Thank you for this suggestion. As recommended, we combined the two tables into as single table but thought that it was important to retain equal reporting for both validation data sets. Therefore, we changed column headings and dropped the Error Rate calculations that were not as essential to our analysis. This will help condense methods and results reporting also.
Line 382-387: I suggest authors use scatter plot for sensor model that was better in terms of predicting such variables. Others, if needed, can be placed as supplementary materials.
We are keeping scatter plots from combined sensor models as is since they performed consistently better, but not always at each test and validation step. We also reviewed error and goodness of fit statistics in Tables 4 and 5 and did not find a case where a single sensor model was shown to be consistently better than the combined models. For example, the combined model for Piélou’s J showed better performance with training and randomly distributed validation plots, but slightly lower R2 values than single sensor models with the evenly spaced validation plots. All the model outcomes and comparisons are in Tables 4 and 5. We mainly used scatter plots from the combined models in Figure 6 and Figure 7 to show how the two validation data sets look when comparing observed and predicted values.
Lines 403-407: I highly doubt it. If it was so strongly correlation, why did RFE not flag this variable in the first place? How accurate the simulated Lidar canopy heights ware?
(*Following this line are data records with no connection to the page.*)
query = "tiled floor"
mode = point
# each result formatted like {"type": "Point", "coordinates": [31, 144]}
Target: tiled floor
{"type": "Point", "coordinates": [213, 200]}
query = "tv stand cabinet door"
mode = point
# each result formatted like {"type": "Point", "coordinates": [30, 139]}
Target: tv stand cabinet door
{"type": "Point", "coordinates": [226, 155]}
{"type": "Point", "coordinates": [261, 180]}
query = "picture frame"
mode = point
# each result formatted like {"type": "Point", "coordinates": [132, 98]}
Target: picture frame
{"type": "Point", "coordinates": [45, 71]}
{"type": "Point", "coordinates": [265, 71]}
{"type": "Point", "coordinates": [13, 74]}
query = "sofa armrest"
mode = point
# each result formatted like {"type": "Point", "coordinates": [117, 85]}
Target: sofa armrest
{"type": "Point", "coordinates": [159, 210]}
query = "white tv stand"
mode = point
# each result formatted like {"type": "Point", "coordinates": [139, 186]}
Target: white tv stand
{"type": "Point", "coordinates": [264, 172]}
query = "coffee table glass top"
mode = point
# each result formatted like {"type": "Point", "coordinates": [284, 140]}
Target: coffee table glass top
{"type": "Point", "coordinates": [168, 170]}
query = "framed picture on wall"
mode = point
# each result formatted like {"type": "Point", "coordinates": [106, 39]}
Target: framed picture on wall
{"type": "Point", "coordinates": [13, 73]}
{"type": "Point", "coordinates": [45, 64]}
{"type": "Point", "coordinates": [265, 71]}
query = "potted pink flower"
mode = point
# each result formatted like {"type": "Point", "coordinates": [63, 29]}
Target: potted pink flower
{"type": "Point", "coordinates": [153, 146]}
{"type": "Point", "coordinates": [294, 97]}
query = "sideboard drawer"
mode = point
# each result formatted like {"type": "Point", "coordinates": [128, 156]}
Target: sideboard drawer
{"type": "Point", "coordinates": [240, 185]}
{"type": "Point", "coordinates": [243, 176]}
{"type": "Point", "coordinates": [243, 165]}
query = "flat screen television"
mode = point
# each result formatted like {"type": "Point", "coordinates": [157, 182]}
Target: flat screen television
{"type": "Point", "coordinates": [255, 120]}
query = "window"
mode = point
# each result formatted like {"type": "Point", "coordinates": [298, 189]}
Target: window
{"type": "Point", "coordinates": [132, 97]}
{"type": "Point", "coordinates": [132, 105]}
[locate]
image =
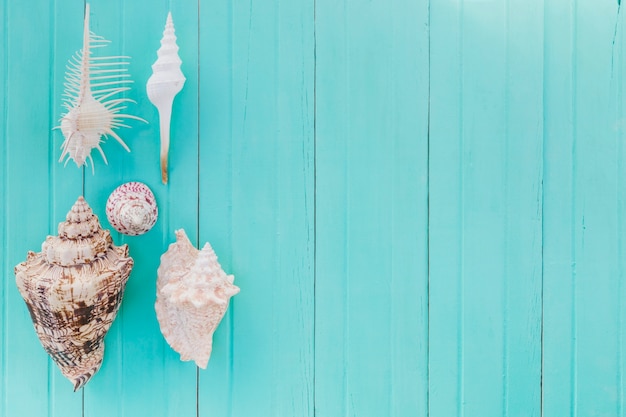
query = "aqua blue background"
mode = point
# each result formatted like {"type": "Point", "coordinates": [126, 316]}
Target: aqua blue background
{"type": "Point", "coordinates": [423, 203]}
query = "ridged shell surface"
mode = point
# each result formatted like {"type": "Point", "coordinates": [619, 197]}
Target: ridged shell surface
{"type": "Point", "coordinates": [131, 209]}
{"type": "Point", "coordinates": [73, 289]}
{"type": "Point", "coordinates": [193, 292]}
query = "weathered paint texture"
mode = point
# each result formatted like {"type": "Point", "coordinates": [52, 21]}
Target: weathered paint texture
{"type": "Point", "coordinates": [422, 202]}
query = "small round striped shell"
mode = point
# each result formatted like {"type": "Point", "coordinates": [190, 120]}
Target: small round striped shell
{"type": "Point", "coordinates": [132, 209]}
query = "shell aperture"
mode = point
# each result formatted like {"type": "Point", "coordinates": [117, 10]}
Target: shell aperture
{"type": "Point", "coordinates": [193, 292]}
{"type": "Point", "coordinates": [131, 209]}
{"type": "Point", "coordinates": [73, 289]}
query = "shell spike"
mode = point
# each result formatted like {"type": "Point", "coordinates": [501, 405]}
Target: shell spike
{"type": "Point", "coordinates": [73, 289]}
{"type": "Point", "coordinates": [91, 111]}
{"type": "Point", "coordinates": [166, 81]}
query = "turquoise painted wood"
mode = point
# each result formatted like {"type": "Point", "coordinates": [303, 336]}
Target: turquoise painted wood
{"type": "Point", "coordinates": [421, 201]}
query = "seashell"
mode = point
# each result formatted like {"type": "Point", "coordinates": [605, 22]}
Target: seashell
{"type": "Point", "coordinates": [192, 296]}
{"type": "Point", "coordinates": [132, 209]}
{"type": "Point", "coordinates": [73, 289]}
{"type": "Point", "coordinates": [165, 82]}
{"type": "Point", "coordinates": [93, 111]}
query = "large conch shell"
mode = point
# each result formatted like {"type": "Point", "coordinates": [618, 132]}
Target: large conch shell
{"type": "Point", "coordinates": [192, 296]}
{"type": "Point", "coordinates": [165, 82]}
{"type": "Point", "coordinates": [91, 97]}
{"type": "Point", "coordinates": [131, 209]}
{"type": "Point", "coordinates": [73, 289]}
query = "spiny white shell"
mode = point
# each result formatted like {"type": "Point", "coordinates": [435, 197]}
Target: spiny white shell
{"type": "Point", "coordinates": [164, 84]}
{"type": "Point", "coordinates": [193, 292]}
{"type": "Point", "coordinates": [73, 289]}
{"type": "Point", "coordinates": [92, 89]}
{"type": "Point", "coordinates": [132, 209]}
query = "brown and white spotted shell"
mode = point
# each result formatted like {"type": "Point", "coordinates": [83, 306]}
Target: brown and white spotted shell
{"type": "Point", "coordinates": [73, 289]}
{"type": "Point", "coordinates": [193, 292]}
{"type": "Point", "coordinates": [132, 209]}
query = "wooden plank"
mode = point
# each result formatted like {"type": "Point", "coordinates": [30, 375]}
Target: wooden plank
{"type": "Point", "coordinates": [66, 183]}
{"type": "Point", "coordinates": [523, 227]}
{"type": "Point", "coordinates": [558, 235]}
{"type": "Point", "coordinates": [136, 350]}
{"type": "Point", "coordinates": [595, 214]}
{"type": "Point", "coordinates": [446, 219]}
{"type": "Point", "coordinates": [272, 211]}
{"type": "Point", "coordinates": [485, 227]}
{"type": "Point", "coordinates": [372, 109]}
{"type": "Point", "coordinates": [26, 187]}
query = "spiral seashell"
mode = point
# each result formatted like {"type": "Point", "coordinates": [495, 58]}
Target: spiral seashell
{"type": "Point", "coordinates": [132, 209]}
{"type": "Point", "coordinates": [192, 297]}
{"type": "Point", "coordinates": [163, 85]}
{"type": "Point", "coordinates": [92, 89]}
{"type": "Point", "coordinates": [73, 289]}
If multiple points for a tree were evaluated then, average slope of tree or crown radius etc would be a proxy. In same trees spatial variation is expected, which is not a big deal in satellite image if entire tree falls within a pixel.
Understood, but we do not state that elevation and tree height are strongly correlated, nor do we state that there are multiple points from any one tree. We indicated that average height and elevation are positively correlated only (r = 0.54). We have added further information in Methods so that it is clearer how LiDAR analogs were simulated. We do point out that species richness showed a strong negative correlation with tree density (r = -0.74) that is positively related to tree height (r = 0.74), which is probably why average tree height does show up as important in this model as does minimum height in the Shannon’s H′ model (but pretty low on the list). RFE is unlikely to drop variables such as these, that are moderately correlated but add explanatory power. In our study area, there are many more trees per hectare and species on the low elevation sites that are in a transitional area between Tumbesian shrub and deciduous tree dominated formations. Even though all or most of the ecological reserve is on relatively level terrain, small changes in local relief and elevation can have a large impact on tree density and diversity. These conditions are described in the second paragraph of the Discussion. In our models and study area, elevation just happens to be a better variable than LiDAR height. However, tree heights and other canopy profile metrics from GEDI or airborne LiDAR would likely add to remote sensing models of tree diversity, as has been shown elsewhere. We’ve added analyses with and without the use of elevation data in Supplementary materials (Supplementary 5) to help indicate the importance of tree height data for estimating species richness.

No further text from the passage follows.